- Born: 7 March 1893 Aldeanueva del Camino
- Died: 21 October 1972 (age 78 or 79) Santiago de Compostela
- Education: Complutense University of Madrid
- Known for: Determination of atomic weights
- Scientific career
- Fields: Physical chemistry
- Workplaces: University of Santiago de Compostela
- Doctoral advisor: Blas Cabrera Felipe

= Tomas Batuecas =

Spanish chemist

Tomás Batuecas Marugán (1893–1972) was a Spanish chemist, most notable for his work on atomic weights of the elements. Batuecas was a professor of chemistry and vice-chancellor of the University of Santiago de Compostela.

==Life==
He graduated with honors from the Faculty of Sciences at the University of Salamanca in 1913 and in the same year began doctoral studies in Madrid under Blas Cabrera Felipe. In 1916, Batuecas studied in the University of Geneva with Philippe A. Guye where he was interested in density and compressibility of real gases. In Geneva he also met Enrique Moles Ormella, who became his long-standing research colleague.

In 1917, he presented his doctoral thesis at the University of Madrid and then returned for a brief period to the University of Geneva to teach chemistry. On his return to the Complutense University of Madrid, he continued his work on properties of gases with Cabrera and Moles. In 1932, Batuecas joined the University of Santiago, where he remained until his retirement in 1963. In 1936, he was appointed Vice-Chancellor.

During his career, Batuecas published more than 130 scientific papers. His research mainly involved determinations of atomic weights, either using density measurements of gases or X-ray crystallography. The work on atomic weights started in Geneva in 1916 with Guye, and was focused to evaluate Daniel Berthelot’s method of limiting densities for real gases. In Madrid (1924) Batuecas also became interested in X-ray crystallography to determine the atomic weights of elements.

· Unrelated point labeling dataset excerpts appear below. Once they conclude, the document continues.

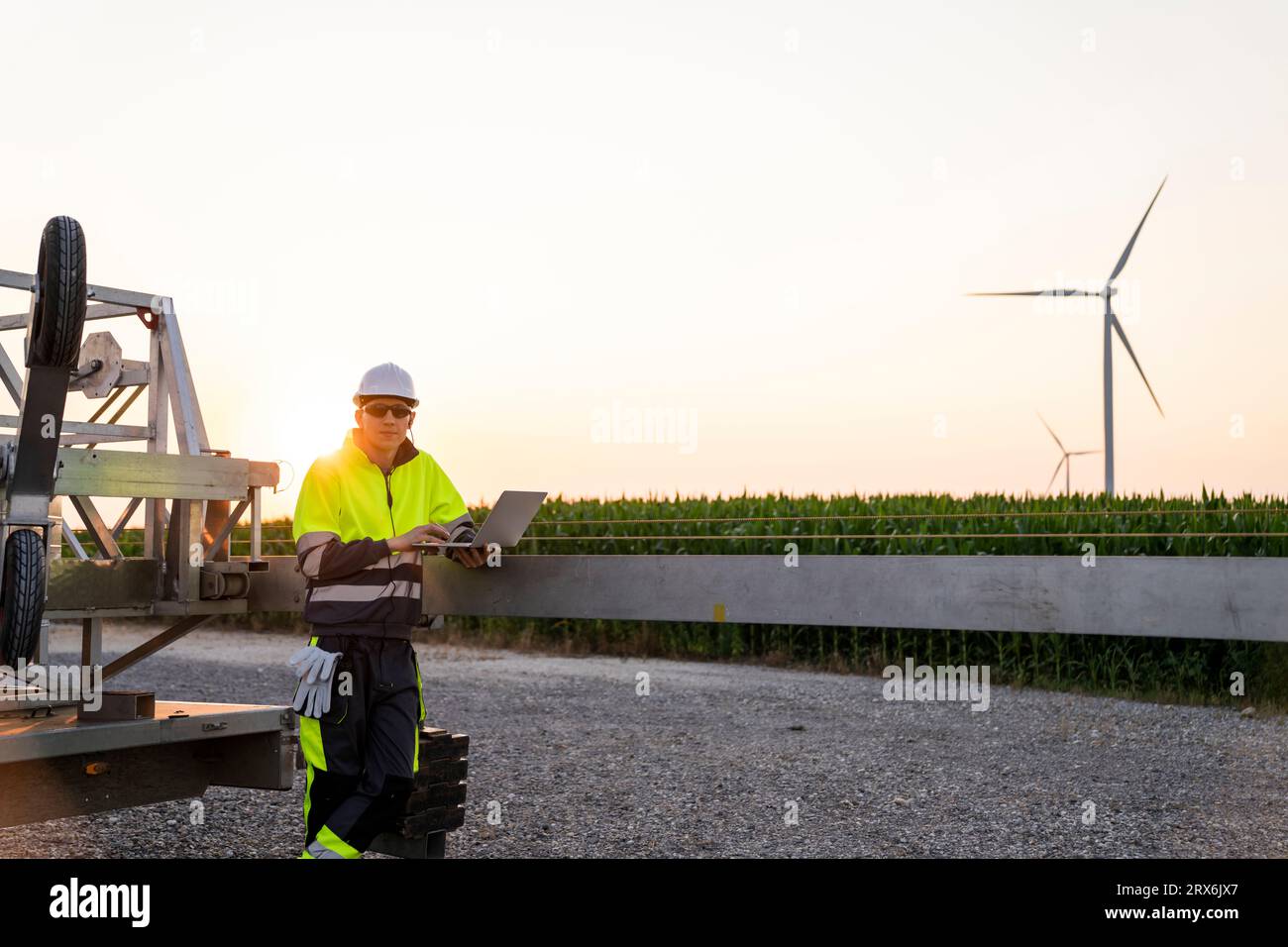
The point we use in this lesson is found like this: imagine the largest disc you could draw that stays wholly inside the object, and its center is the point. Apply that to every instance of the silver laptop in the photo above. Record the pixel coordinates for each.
(505, 523)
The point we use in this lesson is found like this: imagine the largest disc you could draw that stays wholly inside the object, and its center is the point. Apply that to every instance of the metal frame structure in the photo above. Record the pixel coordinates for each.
(185, 570)
(153, 751)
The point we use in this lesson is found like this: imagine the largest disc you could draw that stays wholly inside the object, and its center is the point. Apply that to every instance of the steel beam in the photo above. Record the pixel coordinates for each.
(1176, 596)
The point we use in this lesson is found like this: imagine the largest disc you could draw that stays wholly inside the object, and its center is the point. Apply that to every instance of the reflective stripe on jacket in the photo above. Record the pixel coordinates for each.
(347, 512)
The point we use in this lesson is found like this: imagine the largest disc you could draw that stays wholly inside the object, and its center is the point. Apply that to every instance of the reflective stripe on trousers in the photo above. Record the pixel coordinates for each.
(362, 754)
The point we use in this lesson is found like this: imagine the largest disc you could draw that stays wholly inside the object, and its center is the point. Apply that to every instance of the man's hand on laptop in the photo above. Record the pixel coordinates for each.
(421, 534)
(469, 557)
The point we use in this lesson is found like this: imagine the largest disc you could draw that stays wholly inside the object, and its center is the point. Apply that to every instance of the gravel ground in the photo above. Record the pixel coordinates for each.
(715, 758)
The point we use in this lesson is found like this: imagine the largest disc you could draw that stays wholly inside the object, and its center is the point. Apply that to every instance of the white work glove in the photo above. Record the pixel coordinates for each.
(314, 668)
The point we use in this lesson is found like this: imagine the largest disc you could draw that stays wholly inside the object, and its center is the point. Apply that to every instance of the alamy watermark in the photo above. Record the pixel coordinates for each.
(53, 682)
(940, 684)
(623, 424)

The most notable contribution of Batuecas in this field is perhaps his role in the adoption of the international scale of atomic weights based on the carbon-12 nuclide. Batuecas was the chairman of the International Atomic Weights Commission from 1960–1963 and, in 1961, at the International Union of Pure and Applied Chemistry (IUPAC) General Assembly held in Montreal, he played a decisive role in establishing the new atomic mass scale.

==Honors==
The city of Santiago, where Batuecas lived for 40 years, awarded him the silver medal of the city on the eve of his death. A street is named after him in Santiago. and in his hometown.